遺言書
以前は遺言書を作成することは、あまり一般的ではありませんでしたが、最近では後日の遺産をめぐる紛争を避ける為、遺言書を作成する人が増えてきています。
自分の財産の為に相続人間の関係が気まずくならない為にも、ご自身が元気なうちに遺言書を作成されることをお勧めします。
また、相続財産に不動産があり、相続人が複数の場合は、特に遺言書を作成されることをお勧めします。
不動産をお持ちの場合、誰々がどの不動産を取得し、その代わりに誰々の預貯金の取り分をいくらにする等の遺言書が紛争予防につながります。

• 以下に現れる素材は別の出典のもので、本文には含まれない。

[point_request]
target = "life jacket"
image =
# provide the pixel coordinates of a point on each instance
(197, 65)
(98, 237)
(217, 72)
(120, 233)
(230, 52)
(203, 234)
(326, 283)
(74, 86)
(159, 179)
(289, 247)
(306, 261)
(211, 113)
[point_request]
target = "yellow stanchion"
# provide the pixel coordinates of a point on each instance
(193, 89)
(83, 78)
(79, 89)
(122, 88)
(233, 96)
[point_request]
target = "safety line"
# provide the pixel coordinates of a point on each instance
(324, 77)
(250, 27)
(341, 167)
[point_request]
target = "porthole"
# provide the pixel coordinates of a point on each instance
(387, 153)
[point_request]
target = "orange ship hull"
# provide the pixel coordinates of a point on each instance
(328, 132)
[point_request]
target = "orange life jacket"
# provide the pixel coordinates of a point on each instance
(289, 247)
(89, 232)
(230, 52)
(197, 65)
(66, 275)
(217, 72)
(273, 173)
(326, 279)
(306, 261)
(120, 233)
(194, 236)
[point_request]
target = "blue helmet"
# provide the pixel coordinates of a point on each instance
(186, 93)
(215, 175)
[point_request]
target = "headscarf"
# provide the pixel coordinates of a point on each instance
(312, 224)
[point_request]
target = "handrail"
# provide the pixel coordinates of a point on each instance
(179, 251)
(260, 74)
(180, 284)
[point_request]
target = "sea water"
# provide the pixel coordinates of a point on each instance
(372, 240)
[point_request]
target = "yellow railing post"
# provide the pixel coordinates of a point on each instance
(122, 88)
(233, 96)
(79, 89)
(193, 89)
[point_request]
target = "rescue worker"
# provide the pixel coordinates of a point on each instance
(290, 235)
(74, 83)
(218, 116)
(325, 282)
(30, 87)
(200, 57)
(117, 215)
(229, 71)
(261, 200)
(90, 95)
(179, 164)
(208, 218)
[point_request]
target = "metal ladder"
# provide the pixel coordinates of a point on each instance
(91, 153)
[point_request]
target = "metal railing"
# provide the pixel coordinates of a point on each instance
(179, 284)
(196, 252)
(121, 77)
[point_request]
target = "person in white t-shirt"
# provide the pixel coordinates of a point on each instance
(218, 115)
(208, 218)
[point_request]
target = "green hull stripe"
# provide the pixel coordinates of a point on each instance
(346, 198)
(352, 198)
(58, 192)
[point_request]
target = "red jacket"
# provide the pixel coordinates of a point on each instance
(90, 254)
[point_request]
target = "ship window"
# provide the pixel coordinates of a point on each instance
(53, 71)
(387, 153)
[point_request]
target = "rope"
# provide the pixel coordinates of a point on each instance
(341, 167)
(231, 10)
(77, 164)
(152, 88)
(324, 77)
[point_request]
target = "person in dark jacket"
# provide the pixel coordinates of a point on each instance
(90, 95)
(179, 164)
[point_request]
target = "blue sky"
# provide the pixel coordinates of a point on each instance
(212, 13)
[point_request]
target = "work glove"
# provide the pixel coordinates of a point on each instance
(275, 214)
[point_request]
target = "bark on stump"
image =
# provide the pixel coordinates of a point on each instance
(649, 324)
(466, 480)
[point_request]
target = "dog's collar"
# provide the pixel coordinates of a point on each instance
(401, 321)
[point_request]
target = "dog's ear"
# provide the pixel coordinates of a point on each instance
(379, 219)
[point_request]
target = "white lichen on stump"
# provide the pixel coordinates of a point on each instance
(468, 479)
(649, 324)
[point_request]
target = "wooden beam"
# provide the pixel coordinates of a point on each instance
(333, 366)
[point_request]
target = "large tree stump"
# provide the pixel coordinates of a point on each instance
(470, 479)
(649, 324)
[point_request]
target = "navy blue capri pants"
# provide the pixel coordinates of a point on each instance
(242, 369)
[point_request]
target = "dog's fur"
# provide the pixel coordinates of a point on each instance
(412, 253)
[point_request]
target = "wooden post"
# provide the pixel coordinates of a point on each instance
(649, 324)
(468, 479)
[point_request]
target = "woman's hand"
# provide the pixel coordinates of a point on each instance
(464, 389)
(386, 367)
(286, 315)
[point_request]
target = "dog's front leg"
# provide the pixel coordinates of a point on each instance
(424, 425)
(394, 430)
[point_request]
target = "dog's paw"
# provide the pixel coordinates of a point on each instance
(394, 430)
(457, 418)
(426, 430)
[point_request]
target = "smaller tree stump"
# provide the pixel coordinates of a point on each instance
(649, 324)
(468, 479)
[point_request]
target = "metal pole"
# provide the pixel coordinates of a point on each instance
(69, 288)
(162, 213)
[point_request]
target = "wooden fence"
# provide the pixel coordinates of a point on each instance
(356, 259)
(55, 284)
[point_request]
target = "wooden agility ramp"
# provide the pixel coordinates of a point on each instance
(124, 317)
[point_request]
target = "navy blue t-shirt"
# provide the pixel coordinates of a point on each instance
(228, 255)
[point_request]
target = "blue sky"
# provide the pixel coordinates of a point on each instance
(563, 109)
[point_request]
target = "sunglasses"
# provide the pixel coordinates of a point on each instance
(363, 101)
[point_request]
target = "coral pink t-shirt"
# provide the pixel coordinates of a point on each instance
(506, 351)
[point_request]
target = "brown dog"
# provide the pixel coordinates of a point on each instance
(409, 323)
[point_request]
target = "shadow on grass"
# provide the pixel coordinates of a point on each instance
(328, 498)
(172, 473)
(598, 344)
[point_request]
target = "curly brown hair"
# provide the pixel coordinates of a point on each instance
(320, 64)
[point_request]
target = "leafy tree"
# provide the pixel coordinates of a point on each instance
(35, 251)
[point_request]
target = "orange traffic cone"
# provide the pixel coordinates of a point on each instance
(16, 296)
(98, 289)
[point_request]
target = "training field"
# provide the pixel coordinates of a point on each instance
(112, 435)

(共有にすると、その次の世代の悩みの種になることが多いです)
遺言のメリット
- 相続人間の遺産をめぐる骨肉の争いを防止することができる。
- 一度作成しても気が変わったら何度でも変更することができる。
- 自分の財産を自由に処分することができる。
例えば・・・
- 法定相続分とは異なる相続分の指定をすることができる。
- 妻には不動産を、息子には預貯金をというように遺産分割方法の指定ができる。
- 相続権がない人に遺産を与えることができる。
遺言で出来ること
遺贈に関する事柄
- 特定の相続人に特定の相続財産を相続させる。
- 遺言執行者の指定。
- 遺留分減殺請求に対する減殺方法の指定。
相続に関する事柄
- 相続分の指定
- 相続人の廃除、その取消
- 5年以内の遺産分割の禁止
身分に関する事柄
- 子の認知。
- 後見人等の指定
自筆証書遺言
本人が、本文の全文・日付・氏名を自筆で書いた書面に捺印したものです。
用紙は何でも構いませんが、ワープロや代筆は認められず、必ず自分で書く必要があります。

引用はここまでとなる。